The technology behind VAR is not what is to blame here. The technology works extremely well. The people using the technology have taken a step back from where we were in the summer. We had just had a great international tournament where both the referees and the VAR worked well. Quickly coming to decisions without huge delays to look over endless replays. The referees were efficient in their decision making on the pitch, and VAR worked to get to the right decision when they needed it. The Premier League referees lurch about from one set of mistakes to the next. One week, there are four ‘soft’ penalties given, social media blows up, the pundits all rip on the referees. And they seem to take that and run in the complete opposite direction. Soft penalties one week, no penalties at all the next, even if they are blatantly obvious.

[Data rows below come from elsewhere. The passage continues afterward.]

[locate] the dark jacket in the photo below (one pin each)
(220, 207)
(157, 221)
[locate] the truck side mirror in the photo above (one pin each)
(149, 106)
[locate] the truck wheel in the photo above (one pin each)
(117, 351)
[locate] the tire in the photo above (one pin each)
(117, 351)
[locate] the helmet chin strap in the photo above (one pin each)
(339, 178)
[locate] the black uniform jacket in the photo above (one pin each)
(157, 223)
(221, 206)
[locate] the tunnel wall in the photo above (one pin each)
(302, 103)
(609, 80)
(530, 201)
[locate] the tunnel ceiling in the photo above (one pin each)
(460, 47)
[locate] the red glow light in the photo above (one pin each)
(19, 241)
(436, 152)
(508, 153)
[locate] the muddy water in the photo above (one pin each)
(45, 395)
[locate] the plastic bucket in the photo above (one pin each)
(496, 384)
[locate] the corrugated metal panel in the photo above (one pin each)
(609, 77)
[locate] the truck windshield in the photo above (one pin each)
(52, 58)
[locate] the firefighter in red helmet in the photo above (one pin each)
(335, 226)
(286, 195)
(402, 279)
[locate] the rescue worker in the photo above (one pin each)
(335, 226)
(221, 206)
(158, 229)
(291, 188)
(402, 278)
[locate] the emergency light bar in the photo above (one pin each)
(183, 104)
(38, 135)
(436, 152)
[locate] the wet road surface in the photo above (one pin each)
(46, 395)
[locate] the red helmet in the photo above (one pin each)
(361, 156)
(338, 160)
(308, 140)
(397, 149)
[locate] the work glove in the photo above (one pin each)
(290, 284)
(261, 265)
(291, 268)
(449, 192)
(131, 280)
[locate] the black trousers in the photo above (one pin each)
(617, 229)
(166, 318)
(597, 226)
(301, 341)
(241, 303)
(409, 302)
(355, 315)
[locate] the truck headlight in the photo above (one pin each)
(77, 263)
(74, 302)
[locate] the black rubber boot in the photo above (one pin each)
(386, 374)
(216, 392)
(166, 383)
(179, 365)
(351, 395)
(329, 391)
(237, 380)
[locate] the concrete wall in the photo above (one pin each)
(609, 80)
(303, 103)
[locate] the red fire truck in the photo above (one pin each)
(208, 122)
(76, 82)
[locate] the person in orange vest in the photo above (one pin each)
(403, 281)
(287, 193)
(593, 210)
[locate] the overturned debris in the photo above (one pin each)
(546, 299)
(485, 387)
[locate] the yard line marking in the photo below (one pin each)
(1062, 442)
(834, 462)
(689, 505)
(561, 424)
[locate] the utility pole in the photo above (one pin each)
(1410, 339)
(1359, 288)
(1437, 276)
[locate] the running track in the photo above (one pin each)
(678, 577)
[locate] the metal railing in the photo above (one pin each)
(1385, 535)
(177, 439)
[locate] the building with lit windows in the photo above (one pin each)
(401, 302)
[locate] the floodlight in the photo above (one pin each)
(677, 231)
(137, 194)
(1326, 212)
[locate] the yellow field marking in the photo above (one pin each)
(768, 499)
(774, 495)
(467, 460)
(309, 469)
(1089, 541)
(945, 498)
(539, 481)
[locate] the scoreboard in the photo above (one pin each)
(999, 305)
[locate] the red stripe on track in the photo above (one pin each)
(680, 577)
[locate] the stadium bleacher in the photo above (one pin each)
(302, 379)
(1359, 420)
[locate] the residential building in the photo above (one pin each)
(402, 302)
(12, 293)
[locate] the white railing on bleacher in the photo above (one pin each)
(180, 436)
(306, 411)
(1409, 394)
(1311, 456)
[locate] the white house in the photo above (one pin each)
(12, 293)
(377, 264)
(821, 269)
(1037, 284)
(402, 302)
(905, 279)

Something I think all football fans need to understand is that being a referee is not easy. At all. Referees are in a situation where someone is always going to disagree with their call. Because any call they make inherently disadvantages one of the two teams. But the one thing we want to see above all else is an interpretation of the rules that most people can agree with (by no means an easy task) and consistency when applying the rules of the game. Rules that are not being consistently applied at the moment and haven’t been for the last few weeks. And for one of the biggest sporting franchises in the world, watched by billions of people, that simply isn’t good enough.